Many countries have performed or are currently performing a re-planning of the marine space. This is intended to sustainably maximize the benefits from the marine resources, while ensuring proper environmental protection.

Answer source: A Sea Change, A Marine Bill White Paper; March 2007; UK Department for Environment, Food and Rural Affairs

Any floating wind farm of 500MW will produce about 2 TW·h every year of clean energy. If substituting a coal-burning power plant, it will avoid, every year, about 48 deaths, 450 cases of serious illness, and 26,500 cases of minor illness. If substituting natural gas, a much cleaner fossil fuel, it will still avoid 6 deaths, 60 cases of serious illness, and 1,400 cases of minor illness every year.

Besides, Sea-Breeze Tech is using a design that reduces, during the floater construction, about 30% of the CO2 emissions compared to other floating technologies

Answer source: Source: Markandya, A. and P. Wilkinson, 2007, Electricity generation and health. Lancet, 370:979-990

The labor requirements for the construction and installation of a 500 MW wind farm is estimated at around 1.5 million person-days. This way, the Offshore wind industry could employ more than 1 million people by 2050. Among these, 0.45 million would be in construction and installation, 0.39 million in manufacturing and 0.17 million in O&M.

Nova Scotia is quite close to the US North East Floating Wind market, allowing its ports to manufacture floaters for this growing market. Sea-Breeze Tech Demonstration project will allow the creation of local construction factories around ports, with a smaller reduced environmental impact, where the entire production process of the platform will be integrated, promoting the creation of local employment and even favoring migration to depopulated coastal areas. It is estimated that only one factory can employ a total of about 800 people. But it will also promote the creation of local commerce and auxiliary services, estimated at a total of about 5,000 people. Every large development will occupy a port for about a year, and there will be about 10 large developments every year in the US from 2030 to 2050, so it will be reasonably easy to permanently occupy a port, meaning lots of stable jobs for the next 30 years. These people will need skills in civil construction and metalworks, which are well known in Canada. But there will be even more jobs required as we consider the rest of the wind turbine (nacelle, blades, tower, generator, gear, etc.). The rising traction of the wind energy industry will also demand a growing array of skills, including technical, business, administrative, economic, and legal, among others.

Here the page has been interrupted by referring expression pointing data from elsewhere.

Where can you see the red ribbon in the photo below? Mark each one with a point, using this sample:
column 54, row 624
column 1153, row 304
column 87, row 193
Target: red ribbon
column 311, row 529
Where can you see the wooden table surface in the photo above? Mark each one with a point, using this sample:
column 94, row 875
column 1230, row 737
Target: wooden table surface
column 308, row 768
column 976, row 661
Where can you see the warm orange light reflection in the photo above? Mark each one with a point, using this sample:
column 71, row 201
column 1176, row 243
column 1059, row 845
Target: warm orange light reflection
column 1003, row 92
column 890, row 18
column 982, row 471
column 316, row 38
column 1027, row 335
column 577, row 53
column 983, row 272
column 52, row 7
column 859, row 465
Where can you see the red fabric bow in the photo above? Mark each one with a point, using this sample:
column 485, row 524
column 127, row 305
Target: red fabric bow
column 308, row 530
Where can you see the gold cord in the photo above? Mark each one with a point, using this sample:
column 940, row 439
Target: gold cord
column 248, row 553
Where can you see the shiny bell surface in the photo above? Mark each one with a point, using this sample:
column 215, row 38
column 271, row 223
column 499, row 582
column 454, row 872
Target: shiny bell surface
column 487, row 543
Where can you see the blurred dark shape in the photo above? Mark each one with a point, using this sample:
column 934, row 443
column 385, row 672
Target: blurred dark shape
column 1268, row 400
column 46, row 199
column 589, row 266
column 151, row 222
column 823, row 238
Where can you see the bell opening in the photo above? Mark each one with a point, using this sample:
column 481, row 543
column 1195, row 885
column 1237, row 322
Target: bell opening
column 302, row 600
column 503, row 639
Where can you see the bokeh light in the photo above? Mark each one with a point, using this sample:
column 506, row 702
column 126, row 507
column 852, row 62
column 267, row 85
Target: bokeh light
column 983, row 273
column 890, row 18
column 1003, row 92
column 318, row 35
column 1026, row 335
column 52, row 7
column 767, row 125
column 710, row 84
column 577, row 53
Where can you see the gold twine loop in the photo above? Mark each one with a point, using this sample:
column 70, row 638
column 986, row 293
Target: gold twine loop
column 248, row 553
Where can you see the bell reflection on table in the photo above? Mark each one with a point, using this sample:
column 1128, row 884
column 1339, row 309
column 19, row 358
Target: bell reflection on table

Answer source: Source: IRENA, 2018, Renewable Energy Benefits: Leveraging local capacity for offshore wind, Abu Dhabi.
Source: IRENA, 2019, Transforming the energy system and holding the line on rising global temperatures, Abu Dhabi

This concern comes from the fact that whales are lost every year as they get entangled with fishing gear. Mammals are entrapped around nets, or alternatively ropes if these have loops or loose ends. For instance, the first submarine cables that were laid in the ocean were too slack, which produced some loops that could trapped some mammals, drowning them. But this practice was stopped about 100 years ago.

Floating wind developments are easily avoiding these problems. Each platform has 3 to 4 mooring lines with no loose ends, and with enough tautness to make no loops. Besides, as they are sited far from shore, there is less life in that area. For instance, the grey whales that migrate between Oregon and California move within the first 5 miles from shore, too close for floating wind developments. Humpback whales, on the contrary, may swim around wind turbines, but due to the size difference, there is little risk of entanglement.

Answer source: Copping, A.E. and Hemery, L.G., editors. 2020. OES-Environmental 2020 State of the Science Report: Environmental Effects of Marine Renewable Energy Development Around the World. Report for Ocean Energy Systems (OES).

Any floating wind turbine will reduce the wind speed close to it, as well as waves and currents. Still, single wind turbines do not have enough size to modify a whole oceanographic system. Wind farms a relevant size, say 40 to 50 units, could have a larger effect, but they are separated from each other to diminish the wake effects between turbines, further reducing the impact on the Oceanographic system. Being as well in deep waters, their main interaction would therefore be with Ocean or Coastal currents, like the California current system. This risk is thus often considered very low, though numerical simulations shall analyze this effect during the development stage.

Answer source: Brezo Energy Inc. - Project Developer

Offshore Wind is, among the marine renewable energies, the only one that will have a relevant share in the global energy mix. According to DNV-GL, it will reach about a 10% of the global electric production by 2050, a 40% of the total wind production. Fixed-bottom offshore wind is already a proven industry, having already installed quite large developments, and proving itself to be economically very competitive. Still, this has been just the tip of the iceberg, and it will grow much more. Floating wind is a few years behind, but will see in the next years the first large farms.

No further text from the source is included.